The Redskins want him more engaged at a higher level in all facets, whether in meeting rooms or in pregame warm-ups. Their approach since Callahan took over is to continue saying he's not ready but while acknowledging any growth in his game. It's not about how many first-team reps he gets in practice as much as it is about approach and work done away from the field.
On Friday, when asked about Callahan's comments, Haskins said he has to "take it by the horns."
"Just ownership of everything," Haskins said. "You want to be a franchise guy, so I have to act like it, be like it, move like it. So that's it. You can't really wait for your turn anymore, you have to seize it. That's what I'm doing."
In his one game, Haskins completed 9 of 17 passes for 108 yards and three interceptions. The Redskins want him to improve his decision-making, becoming more consistent. They still want him to improve calling plays in the huddle.

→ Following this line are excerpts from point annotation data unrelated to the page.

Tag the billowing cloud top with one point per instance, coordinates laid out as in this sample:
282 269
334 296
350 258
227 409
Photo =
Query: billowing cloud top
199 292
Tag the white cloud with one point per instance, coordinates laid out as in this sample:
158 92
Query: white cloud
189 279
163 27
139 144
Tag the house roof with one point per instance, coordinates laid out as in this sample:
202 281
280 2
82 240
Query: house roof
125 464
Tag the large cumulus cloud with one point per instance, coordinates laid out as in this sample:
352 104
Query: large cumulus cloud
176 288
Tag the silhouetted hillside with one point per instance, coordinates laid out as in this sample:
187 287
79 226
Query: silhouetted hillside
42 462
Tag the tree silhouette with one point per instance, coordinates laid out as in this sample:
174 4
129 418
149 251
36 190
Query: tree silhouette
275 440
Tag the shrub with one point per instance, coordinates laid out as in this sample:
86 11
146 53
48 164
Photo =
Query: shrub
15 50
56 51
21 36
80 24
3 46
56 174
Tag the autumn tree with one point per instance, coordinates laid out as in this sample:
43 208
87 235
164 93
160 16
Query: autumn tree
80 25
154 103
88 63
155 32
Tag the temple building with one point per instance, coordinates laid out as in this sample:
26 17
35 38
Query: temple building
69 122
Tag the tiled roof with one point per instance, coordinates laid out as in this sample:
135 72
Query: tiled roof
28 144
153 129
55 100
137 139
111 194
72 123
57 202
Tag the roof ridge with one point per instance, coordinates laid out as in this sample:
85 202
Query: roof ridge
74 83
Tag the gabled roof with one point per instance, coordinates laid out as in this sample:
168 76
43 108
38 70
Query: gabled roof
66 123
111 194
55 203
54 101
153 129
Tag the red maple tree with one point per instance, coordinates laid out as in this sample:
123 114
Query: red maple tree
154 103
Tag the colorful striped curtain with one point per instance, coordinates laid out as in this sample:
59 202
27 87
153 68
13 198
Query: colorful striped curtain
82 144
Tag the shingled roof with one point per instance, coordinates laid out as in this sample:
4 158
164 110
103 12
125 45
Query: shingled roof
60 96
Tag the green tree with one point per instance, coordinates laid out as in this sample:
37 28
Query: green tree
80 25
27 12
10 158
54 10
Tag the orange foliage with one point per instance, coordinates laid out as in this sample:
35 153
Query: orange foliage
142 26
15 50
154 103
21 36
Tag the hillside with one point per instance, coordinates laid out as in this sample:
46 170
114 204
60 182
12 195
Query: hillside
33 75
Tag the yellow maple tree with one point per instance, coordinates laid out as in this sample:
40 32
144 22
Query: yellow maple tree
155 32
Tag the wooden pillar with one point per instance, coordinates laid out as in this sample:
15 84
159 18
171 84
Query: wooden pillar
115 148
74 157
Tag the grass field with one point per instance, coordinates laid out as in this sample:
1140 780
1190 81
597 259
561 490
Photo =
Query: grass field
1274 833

More than anything, they want to find a way to coax from him what many see as considerable upside. That's what Haskins wants as well. He's only 22 years old with 14 starts in college on his résumé. Haskins also knows what he must do in practice.
"Just going out there being me and stop worrying about everything else," he said.
Sometimes that "everything else" means others questioning his ability to read an NFL defense or his readiness.
"That's really a joke," he said Friday, "because I pride myself on reading defenses and knowing protections. I can't pay any mind to that."
But for the Redskins to see the growth that makes them comfortable enough to put him in the game, they want him to maintain the right approach.
"I've got to do what I've got to do," Haskins said. "This is like the first week I've just taken it."